A YOUNG woman has today told a jury she will "never forget" a man who raped her when she was 14.

The witness, now in her 20s, was being questioned by a defence barrister on the sixth day of the Old Bailey trial of nine men accused of running a child sex exploitation ring in Oxford.

All defendants deny 79 charges which include rape and sex trafficking between 2004 and 2012.

The witness, described as a Girl 2 as she cannot be named, says Kamar Jamil and brothers Akhtar and Anjum Dogar abused her between July and September in 2006 while she was living at a children's home.

She says Anjum "Jammy" Dogar made her perform a sex act on him in a park.

When asked by Lee Karu, defending Anjum Dogar, if she knew what his client looked like, she said: "I'd never forget him."

She said the 30-year-old was tall, with dark short hair, and wore a black leather jacket.

But Mr Karu said: "Either, when you say Jammy was there, you have got the wrong man - you are muddled up. Or this didn't happen."

The woman said: "Not at all. It did happen."

The jury also heard a recording from a police interview in May last year.

In the recording the woman told police she did not say anything earlier about the abuse as she was afraid what would happen when the men were released.

She also said: "The police wouldn't believe a young person. They would probably think I was making it up.

"I was only small and little myself."

Prosecutor Noel Lucas asked the woman if she had lied to the jury.
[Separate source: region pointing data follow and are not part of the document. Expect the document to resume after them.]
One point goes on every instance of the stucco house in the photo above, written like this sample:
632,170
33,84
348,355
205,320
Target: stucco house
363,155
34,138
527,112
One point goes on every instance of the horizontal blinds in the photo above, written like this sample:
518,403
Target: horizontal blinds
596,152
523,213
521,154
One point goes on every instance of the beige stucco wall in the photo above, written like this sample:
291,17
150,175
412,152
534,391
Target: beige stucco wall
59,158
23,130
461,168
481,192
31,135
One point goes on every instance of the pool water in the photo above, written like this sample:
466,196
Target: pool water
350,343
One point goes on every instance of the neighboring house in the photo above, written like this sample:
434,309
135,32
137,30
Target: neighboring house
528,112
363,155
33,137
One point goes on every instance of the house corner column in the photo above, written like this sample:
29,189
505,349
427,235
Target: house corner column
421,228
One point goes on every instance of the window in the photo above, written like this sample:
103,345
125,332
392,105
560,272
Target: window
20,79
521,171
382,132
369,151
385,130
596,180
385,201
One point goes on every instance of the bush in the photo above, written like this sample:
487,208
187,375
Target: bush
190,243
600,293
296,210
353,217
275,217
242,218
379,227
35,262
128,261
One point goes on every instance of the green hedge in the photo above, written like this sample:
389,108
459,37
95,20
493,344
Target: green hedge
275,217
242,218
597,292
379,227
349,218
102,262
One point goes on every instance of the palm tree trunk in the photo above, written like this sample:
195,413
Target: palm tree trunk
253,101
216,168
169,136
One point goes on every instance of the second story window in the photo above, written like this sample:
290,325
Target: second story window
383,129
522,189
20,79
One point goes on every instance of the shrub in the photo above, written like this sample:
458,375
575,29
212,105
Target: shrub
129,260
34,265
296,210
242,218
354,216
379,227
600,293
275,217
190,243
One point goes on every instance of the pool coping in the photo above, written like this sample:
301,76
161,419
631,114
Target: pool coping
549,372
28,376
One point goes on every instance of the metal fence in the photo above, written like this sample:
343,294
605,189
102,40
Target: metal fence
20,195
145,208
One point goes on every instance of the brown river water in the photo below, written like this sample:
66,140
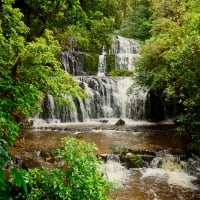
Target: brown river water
169,182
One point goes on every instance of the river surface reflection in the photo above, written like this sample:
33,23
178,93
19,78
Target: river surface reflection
144,183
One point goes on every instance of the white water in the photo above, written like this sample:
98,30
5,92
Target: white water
171,170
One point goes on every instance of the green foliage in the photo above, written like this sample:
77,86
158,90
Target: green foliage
170,60
83,169
78,178
120,72
9,170
110,61
139,23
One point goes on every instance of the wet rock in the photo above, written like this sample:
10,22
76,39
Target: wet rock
103,120
120,122
133,161
28,163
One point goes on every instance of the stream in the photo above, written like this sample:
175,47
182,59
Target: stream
170,174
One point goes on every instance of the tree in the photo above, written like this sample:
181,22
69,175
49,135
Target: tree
170,60
139,22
She said: "No, I haven't."

When asked why she was only prepared to talk to the police last year, she said: "They (the police) told me it had been happening to other girls. I thought I would put down my statement so it could be stopped happening to other girls."

She also said she was too scared of the men before. She said: "I wouldn't even go to Oxford because I was so frightened."

The witness has now finished giving evidence.

Oxfordshire County Council's chief executive Joanna Simons and the director of children's services Jim Leivers have been in courtroom eight to watch proceedings.